Legal Reading group: 'Let’s (Not) (Dis)Agree to Disagree!? Some Thoughts on the "Dispute" Requirement in International Adjudication'
Laura Letourneau-Tremblay introduces the paper 'Let’s (Not) (Dis)Agree to Disagree!? Some Thoughts on the "Dispute" Requirement in International Adjudication' by Andreas Kulick.
Important information about the legal reading group
Due to current circumstances the legal reading group will be held as an online video conference using Zoom. Please email Laura Letourneau-Tremblay for an online invite so you can join the legal reading group.

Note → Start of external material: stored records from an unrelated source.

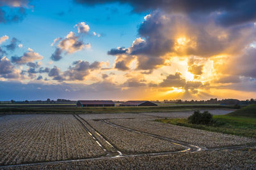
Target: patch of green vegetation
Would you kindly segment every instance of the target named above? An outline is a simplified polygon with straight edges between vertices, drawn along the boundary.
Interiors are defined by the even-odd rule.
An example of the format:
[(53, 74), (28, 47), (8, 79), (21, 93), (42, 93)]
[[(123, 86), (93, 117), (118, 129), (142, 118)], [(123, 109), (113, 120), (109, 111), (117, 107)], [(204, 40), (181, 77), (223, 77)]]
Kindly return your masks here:
[[(218, 132), (225, 134), (234, 134), (246, 137), (252, 137), (256, 138), (256, 117), (252, 117), (255, 109), (255, 106), (246, 106), (249, 108), (251, 112), (243, 113), (240, 110), (235, 111), (232, 113), (225, 115), (214, 115), (213, 121), (209, 125), (193, 124), (189, 123), (187, 118), (164, 118), (157, 119), (156, 121), (171, 124), (173, 125), (185, 126), (191, 128), (199, 129), (211, 132)], [(244, 108), (246, 108), (245, 107)], [(246, 108), (243, 110), (248, 110)], [(211, 111), (210, 111), (211, 112)], [(236, 114), (232, 114), (236, 113)], [(239, 114), (238, 115), (237, 113)], [(249, 114), (250, 113), (250, 114)], [(239, 116), (236, 117), (234, 115)], [(243, 117), (241, 117), (242, 115)], [(246, 117), (245, 115), (248, 115)]]
[(191, 111), (197, 110), (230, 108), (227, 106), (140, 106), (140, 107), (20, 107), (1, 108), (0, 114), (26, 113), (149, 113)]

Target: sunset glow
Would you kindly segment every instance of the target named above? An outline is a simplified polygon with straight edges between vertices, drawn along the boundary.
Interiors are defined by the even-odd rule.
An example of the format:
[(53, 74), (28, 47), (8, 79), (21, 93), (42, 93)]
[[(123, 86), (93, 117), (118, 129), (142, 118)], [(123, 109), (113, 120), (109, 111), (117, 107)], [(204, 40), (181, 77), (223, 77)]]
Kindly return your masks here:
[(46, 1), (0, 0), (0, 100), (255, 96), (255, 17), (175, 1)]

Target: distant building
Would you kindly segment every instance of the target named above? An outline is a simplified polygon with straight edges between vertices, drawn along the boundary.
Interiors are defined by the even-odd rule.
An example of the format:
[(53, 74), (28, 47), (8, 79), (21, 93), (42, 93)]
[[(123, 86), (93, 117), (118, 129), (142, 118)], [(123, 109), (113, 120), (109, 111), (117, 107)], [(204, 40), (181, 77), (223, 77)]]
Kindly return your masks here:
[(120, 106), (157, 106), (157, 104), (148, 101), (129, 101), (123, 103), (119, 105)]
[(77, 107), (107, 107), (115, 106), (113, 101), (78, 101)]

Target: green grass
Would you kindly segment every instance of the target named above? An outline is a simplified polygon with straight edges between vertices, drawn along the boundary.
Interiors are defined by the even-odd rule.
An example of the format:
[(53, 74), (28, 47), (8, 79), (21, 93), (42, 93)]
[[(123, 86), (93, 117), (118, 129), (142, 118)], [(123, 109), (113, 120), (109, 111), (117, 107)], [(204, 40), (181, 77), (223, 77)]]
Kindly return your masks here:
[(228, 114), (230, 117), (246, 117), (256, 118), (256, 104), (250, 104), (246, 107)]
[(0, 114), (24, 113), (145, 113), (145, 112), (170, 112), (191, 111), (200, 109), (230, 108), (223, 106), (140, 106), (140, 107), (15, 107), (0, 108)]
[[(213, 119), (216, 123), (207, 125), (189, 124), (187, 118), (164, 118), (157, 119), (156, 121), (208, 131), (256, 138), (256, 117), (253, 116), (256, 110), (254, 104), (254, 106), (248, 106), (225, 115), (214, 115)], [(248, 110), (250, 111), (244, 112)]]

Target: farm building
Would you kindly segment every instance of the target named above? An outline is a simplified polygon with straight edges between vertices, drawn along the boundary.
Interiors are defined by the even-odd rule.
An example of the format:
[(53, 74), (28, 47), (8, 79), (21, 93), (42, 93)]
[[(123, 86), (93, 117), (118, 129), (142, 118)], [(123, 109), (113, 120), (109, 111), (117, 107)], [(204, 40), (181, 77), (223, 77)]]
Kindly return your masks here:
[(107, 107), (115, 106), (113, 101), (78, 101), (77, 107)]
[(157, 106), (157, 104), (148, 101), (129, 101), (120, 104), (120, 106)]

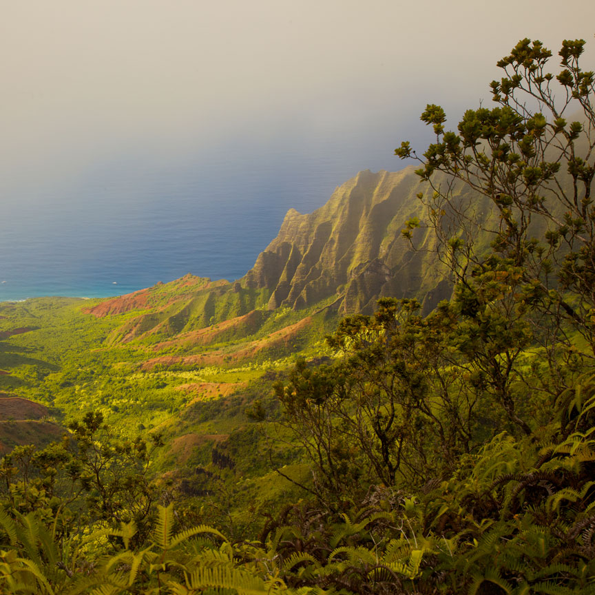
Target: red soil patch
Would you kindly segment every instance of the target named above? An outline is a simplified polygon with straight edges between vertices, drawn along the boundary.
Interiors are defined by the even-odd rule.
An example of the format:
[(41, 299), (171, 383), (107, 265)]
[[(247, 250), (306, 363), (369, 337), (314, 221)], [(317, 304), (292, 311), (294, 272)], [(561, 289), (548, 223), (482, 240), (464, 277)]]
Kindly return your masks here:
[(246, 387), (245, 382), (196, 382), (188, 384), (180, 384), (176, 387), (176, 390), (183, 390), (185, 393), (194, 393), (196, 396), (188, 404), (203, 401), (205, 399), (213, 399), (216, 397), (227, 397), (238, 388)]
[(152, 370), (158, 364), (167, 366), (173, 366), (175, 364), (182, 364), (185, 366), (194, 364), (220, 366), (222, 364), (237, 363), (244, 359), (253, 358), (259, 351), (262, 351), (265, 348), (286, 345), (300, 331), (309, 326), (311, 320), (312, 319), (308, 316), (295, 324), (271, 333), (268, 337), (258, 341), (251, 341), (235, 351), (217, 349), (214, 351), (198, 353), (195, 355), (163, 355), (160, 357), (147, 359), (140, 365), (140, 368), (142, 370)]
[(104, 318), (105, 316), (114, 316), (129, 312), (131, 310), (141, 310), (146, 307), (149, 295), (148, 289), (140, 289), (132, 293), (106, 300), (90, 308), (84, 308), (83, 311), (87, 314), (92, 314), (96, 318)]
[(253, 332), (258, 328), (258, 324), (262, 320), (261, 317), (262, 314), (260, 312), (253, 310), (243, 316), (230, 318), (229, 320), (224, 320), (222, 322), (213, 324), (211, 326), (206, 326), (198, 331), (182, 333), (175, 339), (158, 343), (153, 347), (153, 351), (160, 351), (162, 349), (167, 349), (169, 347), (210, 345), (216, 343), (219, 337), (230, 328), (239, 331), (244, 328), (248, 332), (251, 331)]
[(13, 335), (22, 335), (35, 329), (30, 326), (21, 326), (19, 328), (12, 328), (11, 331), (0, 331), (0, 339), (8, 339)]
[(43, 448), (63, 434), (63, 428), (48, 421), (0, 421), (0, 455), (6, 455), (15, 446), (24, 444)]
[(21, 397), (0, 399), (0, 421), (40, 419), (48, 415), (48, 408)]
[(192, 451), (205, 442), (223, 442), (229, 434), (185, 434), (171, 441), (169, 452), (176, 456), (179, 463), (185, 463)]

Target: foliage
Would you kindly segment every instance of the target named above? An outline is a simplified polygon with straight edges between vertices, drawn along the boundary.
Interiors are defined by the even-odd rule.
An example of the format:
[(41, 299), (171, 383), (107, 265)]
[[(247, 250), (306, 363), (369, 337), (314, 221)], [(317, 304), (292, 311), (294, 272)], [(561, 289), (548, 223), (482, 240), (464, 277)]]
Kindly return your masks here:
[[(95, 324), (80, 304), (23, 306), (22, 326), (38, 328), (2, 346), (16, 384), (72, 418), (87, 413), (61, 442), (0, 461), (0, 591), (595, 594), (595, 116), (583, 45), (563, 43), (556, 77), (542, 44), (519, 42), (492, 84), (499, 107), (467, 112), (458, 133), (428, 106), (428, 211), (404, 236), (434, 229), (452, 298), (425, 317), (415, 300), (384, 298), (328, 338), (333, 361), (312, 331), (250, 351), (298, 319), (286, 311), (237, 335), (213, 326), (223, 338), (201, 357), (216, 363), (175, 359), (196, 355), (205, 317), (260, 299), (218, 305), (204, 280), (194, 298), (178, 284), (179, 303), (154, 290), (158, 315)], [(415, 156), (408, 143), (397, 152)], [(54, 326), (40, 325), (52, 312)], [(310, 359), (284, 371), (290, 343), (310, 346)], [(240, 365), (242, 349), (260, 355)], [(174, 367), (145, 365), (156, 353)], [(187, 392), (224, 382), (241, 390)], [(159, 426), (179, 450), (172, 441), (154, 466), (162, 438), (130, 437), (135, 424)]]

International courts and tribunals only enjoy jurisdiction to settle a ‘dispute’. ‘Dispute’ requires disagreement. However, what if the parties disagree over whether there actually exists such disagreement? What if, before the International Court of Justice, the respondent argues that there is no ‘dispute’ because it declined to react to the applicant’s contentions? In other words, can a disputing party avoid a dispute by playing dead? On the other hand, where to draw the line in order to prevent the applicant from seizing an international court or tribunal where there is in fact no real disagreement among the parties? This article critically assesses the Court’s case law on the ‘dispute’ requirement and argues for a fragmented approach to ‘dispute’ in international adjudication that carefully defines this jurisdictional requirement along the lines of the judicial function of the respective international judicial dispute settlement forum.
The article is available here.
The legal reading group meets on a regular basis to discuss leading publications on international courts and tribunals. The aim is to develop our understanding of an article/book chapter and how it might be relevant for our own projects, through sharing insights on its substance, merits, and broader context. The reading group managed by PluriCourts, but open to everyone that is interested.